There’s a shift happening in knowledge work that most people haven’t named yet. Creation cost collapsed. Drafting a document, writing an explanation, summarizing a meeting — AI reduced these to near-zero effort. The bottleneck moved.
It moved to distribution.
Not distribution in the marketing sense. I mean the basic problem of getting knowledge to the right consumer, in the right format, at the right time. That problem got harder, not easier, right at the moment everyone assumed it got solved.
The Consumer Problem Nobody Prepared For
Knowledge has always had multiple consumers. You write documentation knowing that a new hire, a veteran engineer, and a confused customer might all read the same page — and they all need something different from it.
That problem is old. The new problem is that the workforce now includes a third consumer type that didn’t exist a few years ago: agents.
There are now three distinct consumer types for any piece of knowledge:
- Humans — read prose, follow narrative, need context and explanation
- LLMs — consume token streams, work best with structured summaries, perform better when content is pre-chunked and labeled
- Agents — query knowledge at runtime, need machine-readable indexes, often can’t follow a hyperlink or parse a full HTML page
Here’s the problem: every existing knowledge platform was built for exactly one of these. Wikis are for humans. REST APIs are for machines. Chat interfaces are for synchronous human conversation. None of them serve all three, and nobody is retrofitting them fast enough.
If your knowledge lives in exactly one format on exactly one platform, you’ve built a bottleneck for at least two of your three consumer types.
What One Write Path Actually Looks Like
The pattern I’ve been running: single source file, multiple consumption paths.
The source is plain markdown. From that one file, five different consumers can access the same content:
- Humans read it directly — rendered HTML, clean typography, skimmable
- LLMs get a context-window-friendly index — the content described and summarized rather than exhaustively reproduced
- Agents query a structured knowledge base at runtime — the same content chunked and indexed for retrieval
- Automated pipelines hit the live surface — URLs that exist and return consistent structure
- A git repo is the system of record — versioned, diffable, auditable
One write. Five consumption paths. The source file never changes — only the rendering layer does, and the rendering is automated.
This sounds like an infrastructure problem, and it is. But the insight is simpler than it might appear: the consumption paths are predictable. You know humans, agents, and LLMs all need this knowledge. Building the rendering layer once eliminates the conversion tax on every future write.
This Site Is a Working Example
I built this into artificialcuriositylabs.dev from the start, mostly as a forcing function to think through the problem concretely.
The site has the usual human-readable layer — HTML pages, RSS feed, search. But it also has:
/llms.txt— a curated index of pages and topics formatted for AI crawlers, analogous torobots.txtbut for LLM consumption rather than exclusion/llms-full.txt— every post on the site concatenated into a single clean file, auto-generated at build time
The second one is the one worth dwelling on. Any LLM or agent that fetches llms-full.txt gets the complete content of everything published here in one request, structured and clean — no crawling individual pages, no HTML parsing, no pagination. It’s a better interface for machine consumption than anything a crawler would produce.

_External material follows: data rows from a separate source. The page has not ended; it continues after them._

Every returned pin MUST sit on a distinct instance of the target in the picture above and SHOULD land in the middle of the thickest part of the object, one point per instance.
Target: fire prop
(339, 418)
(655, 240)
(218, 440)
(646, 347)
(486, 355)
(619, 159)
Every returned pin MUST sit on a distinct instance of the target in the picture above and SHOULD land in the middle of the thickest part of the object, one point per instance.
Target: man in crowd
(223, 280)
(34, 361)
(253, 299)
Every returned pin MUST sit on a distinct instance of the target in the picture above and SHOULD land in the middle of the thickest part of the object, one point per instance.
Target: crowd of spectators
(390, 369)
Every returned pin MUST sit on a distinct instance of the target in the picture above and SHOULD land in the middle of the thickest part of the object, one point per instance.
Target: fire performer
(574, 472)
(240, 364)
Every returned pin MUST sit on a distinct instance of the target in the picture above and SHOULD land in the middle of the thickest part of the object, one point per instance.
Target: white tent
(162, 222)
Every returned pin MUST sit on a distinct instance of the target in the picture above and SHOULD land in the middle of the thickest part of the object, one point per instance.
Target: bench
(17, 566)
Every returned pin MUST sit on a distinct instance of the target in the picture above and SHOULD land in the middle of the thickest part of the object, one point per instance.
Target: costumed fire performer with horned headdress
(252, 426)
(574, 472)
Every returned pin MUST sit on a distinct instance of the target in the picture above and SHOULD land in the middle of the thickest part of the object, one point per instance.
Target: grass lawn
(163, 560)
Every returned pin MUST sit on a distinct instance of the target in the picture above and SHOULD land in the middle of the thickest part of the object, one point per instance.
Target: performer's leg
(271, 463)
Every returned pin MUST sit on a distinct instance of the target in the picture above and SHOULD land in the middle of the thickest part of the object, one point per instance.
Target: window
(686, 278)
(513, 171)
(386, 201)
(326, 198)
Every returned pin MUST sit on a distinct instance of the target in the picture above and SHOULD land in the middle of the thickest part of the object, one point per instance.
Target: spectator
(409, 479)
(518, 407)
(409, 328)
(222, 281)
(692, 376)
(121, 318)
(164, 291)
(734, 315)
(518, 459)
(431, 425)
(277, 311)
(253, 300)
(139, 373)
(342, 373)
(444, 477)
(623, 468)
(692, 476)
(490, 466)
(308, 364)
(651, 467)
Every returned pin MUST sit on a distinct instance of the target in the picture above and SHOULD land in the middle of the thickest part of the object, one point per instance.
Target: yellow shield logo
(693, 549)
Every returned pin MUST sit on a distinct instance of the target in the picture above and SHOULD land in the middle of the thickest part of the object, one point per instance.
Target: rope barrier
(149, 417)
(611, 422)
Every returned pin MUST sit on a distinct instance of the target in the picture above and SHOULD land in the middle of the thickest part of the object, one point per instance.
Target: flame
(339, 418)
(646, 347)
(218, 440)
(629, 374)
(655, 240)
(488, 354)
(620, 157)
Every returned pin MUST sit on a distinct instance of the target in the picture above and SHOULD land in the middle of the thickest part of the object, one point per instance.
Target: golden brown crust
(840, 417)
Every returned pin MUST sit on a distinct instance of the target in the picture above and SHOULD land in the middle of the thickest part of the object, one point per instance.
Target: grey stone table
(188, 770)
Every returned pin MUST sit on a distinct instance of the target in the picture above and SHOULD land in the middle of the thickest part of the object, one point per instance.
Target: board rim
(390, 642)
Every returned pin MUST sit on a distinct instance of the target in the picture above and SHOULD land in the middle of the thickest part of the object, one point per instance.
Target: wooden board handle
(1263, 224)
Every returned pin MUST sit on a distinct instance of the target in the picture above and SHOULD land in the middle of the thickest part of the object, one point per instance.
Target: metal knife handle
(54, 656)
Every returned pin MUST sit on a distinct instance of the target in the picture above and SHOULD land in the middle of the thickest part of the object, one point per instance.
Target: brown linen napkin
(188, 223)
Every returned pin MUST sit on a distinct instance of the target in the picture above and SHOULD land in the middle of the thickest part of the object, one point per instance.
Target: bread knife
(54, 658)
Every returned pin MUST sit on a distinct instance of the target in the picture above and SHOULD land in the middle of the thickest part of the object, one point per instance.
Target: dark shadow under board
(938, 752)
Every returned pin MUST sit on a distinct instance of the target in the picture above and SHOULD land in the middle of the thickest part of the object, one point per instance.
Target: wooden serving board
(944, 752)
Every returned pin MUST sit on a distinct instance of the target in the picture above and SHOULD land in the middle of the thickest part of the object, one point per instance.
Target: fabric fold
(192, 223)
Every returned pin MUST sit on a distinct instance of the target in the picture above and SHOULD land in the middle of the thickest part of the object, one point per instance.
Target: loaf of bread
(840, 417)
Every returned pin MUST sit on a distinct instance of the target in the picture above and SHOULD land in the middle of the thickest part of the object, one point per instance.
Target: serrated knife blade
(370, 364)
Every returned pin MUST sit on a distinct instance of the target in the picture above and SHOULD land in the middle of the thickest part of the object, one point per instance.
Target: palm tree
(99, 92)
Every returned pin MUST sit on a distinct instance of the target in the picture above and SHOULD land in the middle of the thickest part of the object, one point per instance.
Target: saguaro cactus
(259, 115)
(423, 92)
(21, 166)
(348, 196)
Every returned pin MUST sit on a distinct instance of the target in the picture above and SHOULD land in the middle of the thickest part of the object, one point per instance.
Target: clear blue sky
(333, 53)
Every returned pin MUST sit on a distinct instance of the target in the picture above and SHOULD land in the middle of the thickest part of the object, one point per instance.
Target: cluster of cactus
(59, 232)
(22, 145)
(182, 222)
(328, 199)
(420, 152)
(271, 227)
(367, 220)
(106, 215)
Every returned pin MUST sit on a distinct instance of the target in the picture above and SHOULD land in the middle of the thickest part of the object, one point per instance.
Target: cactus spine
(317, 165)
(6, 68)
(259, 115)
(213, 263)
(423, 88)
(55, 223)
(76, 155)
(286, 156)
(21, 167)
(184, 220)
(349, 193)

The generator runs in under a second as part of the normal build. It reads the content directory, strips frontmatter, concatenates everything with labeled separators. There’s no manual step. When I publish something new, every consumption path updates automatically.
This is what “one write path” looks like in practice. The write happens once. The distribution layer handles the rest.
The Architectural Implication
The platforms that win the next cycle won’t be the ones that make creation faster — creation is already fast enough. They’ll be the ones that serve all three consumer types without requiring a different write per audience.
The ones that won’t: any platform where the human-readable surface is the only surface. That includes most wikis, most documentation tools, most internal knowledge bases built in the last decade. They were designed when the only consumer was a human with a browser.
The pattern worth adopting now: treat knowledge architecture the way you treat software architecture. Define your consumers. Design the interfaces. Automate the rendering. Keep the source clean.
One write, many readers — and readers now include machines that don’t have browsers, don’t follow narrative, and don’t have patience for anything that wasn’t formatted for them.
The creation bottleneck is gone. The question is whether your distribution layer caught up.